Personal information
- Birth name: Mahmoud Abdel-Aati
- Date of birth: November 1, 1983 (age 42)
- Place of birth: Ismailia, Egypt
- Height: 1.83 m (6 ft 0 in)
- Positions: Centre-back; defensive midfielder; sweeper;

Team information
- Current team: Petrojet

Youth career
- Al-Qanah

Senior career*
- Years: Team / Apps / (Gls)
- Tersana / ??
- 2004–2007: Al-Ittihad Al-Iskandary / ?? / (1)
- 2008–2009: Asyut Petroleum / 24 / (3)
- 2009–pres.: Petrojet

International career
- ??: Egypt U-18 / 10 / (0)
- Egypt U-20 / 1 / (0)

= Mahmoud Samna =

Egyptian footballer (born 1983)

Mahmoud "Samna" Abdel-Aati (محمود سمنة عبد العاطي; born November 1, 1983) is an Egyptian football defender who currently plays for Petrojet.

==Career==
Samna is one of the famous defenders in the Egyptian Premier League, known for his style of play. A defender, who also has good attacking headers.

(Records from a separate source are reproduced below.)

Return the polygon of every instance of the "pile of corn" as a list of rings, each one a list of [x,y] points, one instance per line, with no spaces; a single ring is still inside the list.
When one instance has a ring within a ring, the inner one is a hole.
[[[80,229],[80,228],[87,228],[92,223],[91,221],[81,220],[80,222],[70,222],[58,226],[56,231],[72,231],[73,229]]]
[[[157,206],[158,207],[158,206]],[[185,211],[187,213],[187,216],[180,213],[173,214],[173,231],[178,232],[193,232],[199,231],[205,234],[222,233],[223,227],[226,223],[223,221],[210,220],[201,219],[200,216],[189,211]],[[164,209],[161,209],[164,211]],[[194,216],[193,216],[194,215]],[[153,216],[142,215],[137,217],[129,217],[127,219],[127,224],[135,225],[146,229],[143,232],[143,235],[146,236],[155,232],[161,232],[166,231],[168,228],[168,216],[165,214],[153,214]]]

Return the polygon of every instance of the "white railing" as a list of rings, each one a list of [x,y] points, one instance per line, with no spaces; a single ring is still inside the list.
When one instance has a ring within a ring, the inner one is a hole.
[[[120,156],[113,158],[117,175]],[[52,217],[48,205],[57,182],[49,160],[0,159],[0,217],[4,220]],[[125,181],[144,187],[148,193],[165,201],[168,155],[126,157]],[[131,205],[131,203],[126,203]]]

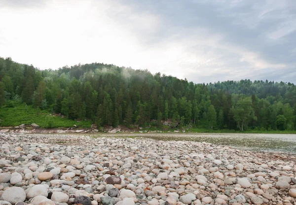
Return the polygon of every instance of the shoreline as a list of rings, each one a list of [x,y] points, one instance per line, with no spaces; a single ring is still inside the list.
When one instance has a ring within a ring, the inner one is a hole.
[[[86,135],[0,133],[0,154],[6,163],[1,164],[0,175],[10,176],[1,184],[6,186],[2,196],[18,183],[24,190],[30,189],[23,201],[38,205],[36,198],[41,197],[28,194],[44,182],[46,194],[58,192],[67,201],[60,203],[68,204],[81,196],[93,205],[110,200],[116,205],[287,205],[296,197],[293,155],[206,142]],[[120,178],[119,184],[110,182],[119,180],[114,177]]]

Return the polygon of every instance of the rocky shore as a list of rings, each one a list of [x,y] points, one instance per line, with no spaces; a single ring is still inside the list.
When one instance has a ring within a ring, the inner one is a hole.
[[[296,205],[296,162],[205,142],[0,133],[0,205]]]

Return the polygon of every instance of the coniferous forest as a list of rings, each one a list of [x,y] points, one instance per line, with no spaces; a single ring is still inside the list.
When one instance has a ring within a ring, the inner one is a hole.
[[[0,58],[0,112],[24,104],[90,120],[98,127],[161,127],[169,122],[177,128],[296,130],[293,83],[246,79],[195,84],[97,63],[42,70]]]

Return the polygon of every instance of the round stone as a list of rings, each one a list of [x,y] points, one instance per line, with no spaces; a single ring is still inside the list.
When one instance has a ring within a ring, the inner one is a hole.
[[[110,189],[109,191],[109,195],[111,197],[116,197],[118,193],[119,193],[119,190],[117,188]]]
[[[63,192],[54,192],[52,193],[51,199],[54,202],[59,203],[66,203],[69,200],[69,197],[67,194]]]
[[[120,196],[126,198],[136,197],[136,194],[132,190],[122,189],[120,191]]]
[[[238,195],[236,196],[234,198],[234,199],[238,202],[241,202],[242,203],[246,203],[246,199],[245,198],[245,197],[244,197],[241,194],[239,194]]]
[[[29,192],[27,194],[27,198],[31,199],[37,196],[44,196],[46,197],[47,197],[48,196],[47,189],[43,185],[37,184],[30,189]]]
[[[251,198],[251,201],[255,205],[261,205],[263,204],[263,201],[258,197],[253,197]]]
[[[52,173],[49,172],[45,172],[38,173],[37,177],[38,177],[38,179],[40,181],[45,181],[50,179],[53,176]]]
[[[80,204],[82,205],[90,205],[90,198],[85,196],[79,196],[74,199],[74,204]]]
[[[0,173],[0,183],[7,183],[11,178],[11,174],[9,173]]]
[[[11,174],[10,184],[12,185],[14,185],[18,183],[21,182],[22,180],[23,176],[22,176],[20,173],[18,172],[13,172]]]
[[[37,196],[32,199],[31,201],[31,204],[33,205],[39,205],[41,202],[45,201],[51,201],[50,199],[47,199],[44,196]]]
[[[213,199],[211,197],[204,197],[201,199],[201,201],[206,204],[210,204],[213,201]]]
[[[275,188],[277,189],[288,189],[290,187],[290,184],[287,181],[280,180],[275,184]]]
[[[289,190],[289,195],[290,195],[291,197],[296,198],[296,189],[291,189]]]
[[[237,183],[244,188],[249,188],[252,186],[252,184],[251,184],[251,183],[248,180],[248,178],[239,178],[237,180]]]
[[[14,204],[18,202],[24,202],[26,200],[26,193],[20,187],[13,187],[5,190],[1,198],[2,200]]]

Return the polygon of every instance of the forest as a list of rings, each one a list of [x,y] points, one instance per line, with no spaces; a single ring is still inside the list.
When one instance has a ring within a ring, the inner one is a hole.
[[[0,58],[0,113],[24,105],[89,120],[98,128],[296,129],[293,83],[244,79],[195,84],[113,65],[40,70]]]

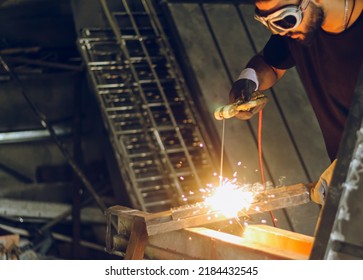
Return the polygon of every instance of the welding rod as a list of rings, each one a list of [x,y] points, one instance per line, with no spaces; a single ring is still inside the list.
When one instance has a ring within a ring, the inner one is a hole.
[[[248,102],[237,101],[236,103],[224,105],[224,106],[218,107],[214,111],[214,117],[217,120],[229,119],[229,118],[232,118],[235,115],[237,115],[238,112],[240,112],[240,111],[246,112],[256,106],[264,105],[264,104],[266,104],[267,100],[268,99],[265,95],[259,94]]]

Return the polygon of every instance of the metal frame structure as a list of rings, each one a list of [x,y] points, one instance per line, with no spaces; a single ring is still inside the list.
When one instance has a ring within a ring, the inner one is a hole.
[[[108,27],[83,29],[79,45],[132,206],[198,200],[217,169],[157,7],[100,3]]]

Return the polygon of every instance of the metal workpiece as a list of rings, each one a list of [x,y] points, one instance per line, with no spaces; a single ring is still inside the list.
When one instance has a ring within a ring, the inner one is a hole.
[[[107,27],[79,47],[132,206],[197,201],[216,170],[153,1],[101,1]]]
[[[297,184],[262,192],[239,215],[308,203],[309,188]],[[124,259],[308,259],[313,244],[313,237],[267,225],[246,225],[203,202],[158,213],[112,206],[106,213],[106,250]],[[115,232],[113,219],[117,219]],[[215,229],[217,222],[222,229]],[[226,224],[231,228],[226,230]]]

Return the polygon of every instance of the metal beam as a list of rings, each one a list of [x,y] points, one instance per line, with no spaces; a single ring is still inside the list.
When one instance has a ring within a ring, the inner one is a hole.
[[[304,184],[280,187],[260,193],[251,207],[240,216],[260,214],[263,212],[305,204],[310,201],[309,187]],[[173,215],[174,214],[174,215]],[[213,211],[201,204],[182,206],[159,213],[146,213],[122,206],[108,209],[108,215],[118,217],[119,226],[125,222],[142,220],[149,236],[195,227],[223,220],[228,220],[218,211]]]

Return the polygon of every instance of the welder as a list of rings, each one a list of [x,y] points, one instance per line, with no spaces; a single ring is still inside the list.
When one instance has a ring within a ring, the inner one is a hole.
[[[272,35],[233,83],[230,103],[248,102],[296,67],[332,162],[311,191],[323,204],[362,66],[363,1],[256,0],[255,6],[255,19]],[[250,119],[263,106],[236,116]]]

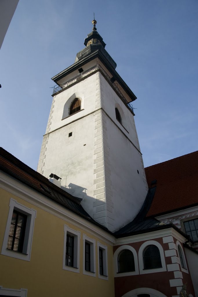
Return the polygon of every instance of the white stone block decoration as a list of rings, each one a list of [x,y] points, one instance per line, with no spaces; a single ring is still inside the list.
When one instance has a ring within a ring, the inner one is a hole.
[[[180,293],[180,291],[182,288],[182,287],[177,287],[177,292],[178,294],[179,294]]]
[[[169,279],[170,287],[178,287],[182,286],[183,285],[182,280],[181,279]]]
[[[180,271],[174,271],[174,276],[175,278],[183,278],[182,273]]]
[[[175,243],[174,243],[174,242],[170,242],[168,244],[168,246],[170,249],[177,249],[176,245]]]
[[[177,256],[177,252],[176,249],[168,249],[167,251],[165,251],[165,256],[166,257]]]
[[[172,263],[178,263],[179,264],[180,264],[179,258],[175,256],[174,256],[173,257],[171,257],[171,261],[172,261]]]
[[[73,78],[75,71],[59,83]],[[90,216],[114,231],[133,220],[146,196],[142,157],[134,116],[112,85],[99,71],[84,78],[54,97],[38,170],[47,178],[60,176],[61,188],[82,198]],[[69,115],[76,97],[81,110]]]
[[[167,243],[168,242],[172,242],[174,241],[172,236],[166,236],[163,237],[163,243]]]
[[[167,264],[167,269],[168,271],[175,271],[179,270],[179,266],[177,263],[174,264]]]

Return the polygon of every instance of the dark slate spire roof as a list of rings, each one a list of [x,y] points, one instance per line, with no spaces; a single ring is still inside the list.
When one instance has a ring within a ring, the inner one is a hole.
[[[86,47],[77,53],[75,63],[98,50],[115,69],[117,66],[116,64],[104,49],[106,44],[103,41],[103,38],[97,32],[95,24],[97,22],[94,20],[92,22],[94,25],[92,32],[88,35],[85,40],[84,44]]]

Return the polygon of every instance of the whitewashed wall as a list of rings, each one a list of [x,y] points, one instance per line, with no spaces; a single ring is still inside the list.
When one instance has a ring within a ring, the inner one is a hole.
[[[82,110],[67,117],[75,97]],[[146,195],[139,151],[133,116],[98,72],[54,97],[37,170],[61,178],[62,188],[113,231],[132,220]]]
[[[184,249],[194,287],[195,297],[198,297],[198,254],[187,248],[185,248]]]

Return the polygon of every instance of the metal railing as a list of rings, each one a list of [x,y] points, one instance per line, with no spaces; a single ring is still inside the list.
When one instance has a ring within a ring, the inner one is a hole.
[[[107,74],[106,71],[104,70],[100,65],[99,65],[98,64],[97,64],[96,65],[93,66],[93,67],[90,68],[88,70],[83,71],[80,74],[79,74],[78,75],[75,76],[73,78],[69,80],[68,80],[65,83],[63,83],[62,85],[61,85],[56,88],[54,87],[53,92],[53,94],[65,89],[65,88],[66,88],[70,85],[72,85],[74,83],[76,83],[77,81],[80,80],[82,78],[89,75],[92,72],[94,72],[94,71],[99,69],[100,70],[106,78],[106,79],[110,82],[110,84],[112,86],[113,89],[116,91],[120,99],[123,103],[124,103],[128,109],[134,115],[133,108],[132,106],[130,103],[128,103],[126,98],[124,97],[119,90],[117,86],[111,80],[111,78],[110,76]]]

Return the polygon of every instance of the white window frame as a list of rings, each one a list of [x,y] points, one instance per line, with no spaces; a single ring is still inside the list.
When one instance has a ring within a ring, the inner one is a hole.
[[[99,241],[97,242],[98,247],[98,277],[99,278],[102,279],[108,280],[109,279],[108,277],[108,265],[107,259],[107,247],[106,245],[103,245]],[[100,259],[99,257],[99,249],[100,248],[102,250],[102,258],[103,259],[103,271],[104,274],[100,274]]]
[[[12,198],[10,198],[9,206],[9,209],[1,254],[2,255],[5,255],[13,258],[29,261],[30,260],[34,221],[36,217],[37,211],[32,208],[23,205]],[[7,248],[12,218],[14,210],[25,214],[27,217],[22,253],[11,250]]]
[[[144,249],[148,245],[156,246],[159,249],[161,258],[162,267],[159,268],[153,268],[152,269],[144,269],[144,260],[143,260],[143,252]],[[139,259],[139,267],[140,273],[140,274],[147,273],[154,273],[156,272],[161,272],[162,271],[166,271],[166,266],[164,258],[164,253],[163,248],[158,241],[155,240],[149,240],[143,244],[140,248],[138,252]]]
[[[66,244],[67,242],[67,234],[73,236],[74,241],[74,267],[68,266],[65,265]],[[73,272],[80,272],[80,232],[71,229],[66,225],[64,226],[64,246],[63,258],[63,269]]]
[[[134,271],[130,271],[128,272],[118,272],[118,257],[120,252],[124,249],[129,249],[133,253],[134,257]],[[119,247],[117,249],[113,255],[113,262],[114,263],[114,277],[127,277],[129,275],[136,275],[139,274],[139,268],[137,252],[134,248],[130,245],[126,244]]]
[[[180,261],[180,258],[179,256],[179,251],[178,250],[178,246],[181,249],[181,251],[182,253],[182,259],[183,259],[183,262],[186,268],[183,268],[183,267],[181,266],[181,261]],[[177,251],[178,253],[178,258],[179,258],[179,263],[180,264],[180,267],[181,268],[181,270],[182,271],[183,271],[184,272],[186,272],[186,273],[188,273],[189,271],[188,270],[187,266],[187,263],[186,263],[186,257],[185,256],[184,253],[183,251],[183,249],[182,248],[182,247],[181,246],[181,244],[179,241],[178,240],[177,240],[176,242],[176,246],[177,247]]]
[[[85,270],[85,243],[90,245],[90,261],[91,271]],[[96,276],[96,241],[83,234],[83,274],[90,276]]]
[[[18,290],[8,288],[3,288],[2,286],[0,286],[0,294],[1,295],[26,297],[27,293],[27,289],[21,288],[19,290]]]

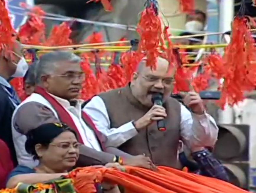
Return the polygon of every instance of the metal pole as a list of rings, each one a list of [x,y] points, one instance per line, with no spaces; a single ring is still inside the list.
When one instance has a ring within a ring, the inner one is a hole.
[[[219,30],[224,32],[231,30],[231,22],[234,17],[234,0],[219,1]]]

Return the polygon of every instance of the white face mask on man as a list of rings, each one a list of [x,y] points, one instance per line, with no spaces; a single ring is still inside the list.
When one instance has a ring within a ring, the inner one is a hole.
[[[198,21],[190,21],[185,25],[186,30],[189,32],[196,32],[203,30],[203,24]]]
[[[14,54],[17,55],[16,53]],[[24,57],[20,56],[20,59],[17,63],[13,63],[17,66],[15,72],[11,76],[13,78],[24,77],[28,70],[28,64]]]

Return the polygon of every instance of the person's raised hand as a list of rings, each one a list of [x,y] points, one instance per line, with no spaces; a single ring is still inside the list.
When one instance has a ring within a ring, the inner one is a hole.
[[[167,116],[165,109],[163,107],[154,105],[142,117],[134,122],[135,128],[138,130],[144,128],[153,121],[164,119]]]
[[[182,98],[184,104],[190,108],[194,113],[198,115],[203,115],[204,113],[203,100],[198,93],[190,91],[181,92],[179,94]]]
[[[139,155],[124,160],[123,165],[143,167],[146,169],[155,170],[156,166],[153,163],[150,158],[144,155]]]

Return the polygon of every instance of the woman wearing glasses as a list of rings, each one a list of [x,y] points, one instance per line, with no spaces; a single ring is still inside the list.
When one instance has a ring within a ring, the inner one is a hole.
[[[27,137],[26,150],[39,164],[33,168],[18,165],[10,175],[7,187],[14,188],[19,182],[33,184],[53,179],[67,175],[75,166],[80,144],[75,132],[66,125],[45,124],[30,131]],[[121,168],[117,164],[105,166]],[[102,186],[104,192],[120,192],[117,186],[107,184]]]

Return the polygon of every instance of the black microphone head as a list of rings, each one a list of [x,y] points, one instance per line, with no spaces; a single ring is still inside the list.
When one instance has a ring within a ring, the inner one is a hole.
[[[163,101],[163,94],[160,93],[156,93],[152,95],[152,102],[154,103],[156,103],[157,101],[160,101],[162,103]]]

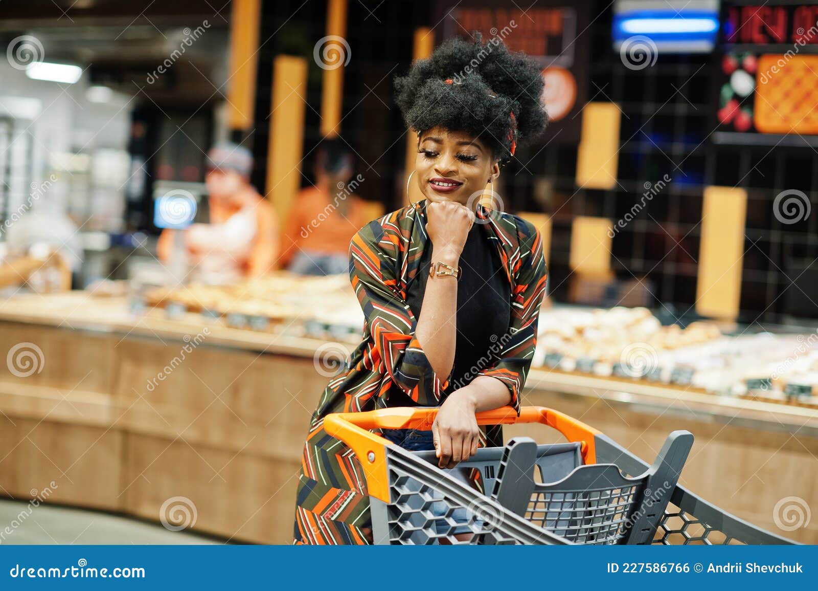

At the start of the 2007-2008 season, when the manager Mohamed Amer was under pressure from fans after losing a number of matches, Samna was caught on camera going to the away stand of the Cairo International Stadium to calm the Al-Ittihad Al-Iskandary fans down himself, and asking them to stop chanting against his manager.

His headed goal for Al-Ittihad Al-Iskandary at Petrojet in the final days of the 2007-2008 season is one of the most famous in the Alexandrian club's history, as it kept them from being relegated for the first time from the Egyptian Premier League.

He joined Asyut Petroleum from Al-Ittihad Al-Iskandary in 2008 for a record club salary fee. In summer 2009, he rejected offers from El Zamalek and Ismaily and signed for Petrojet for around €100,000.

== Transfer speculation ==
It has been reported that he was going to sign for Turkish Super Lig club Galatasaray in summer 2009 and prior to this, African champions Al-Ahly, in January 2009.

In March 2010, he received an offer from Finnish Veikkausliiga club FC Lahti, which Petrojet rejected.

==International career==
He has been a regular international for the Under-18 Egypt and played for the Under-20 Egypt as well.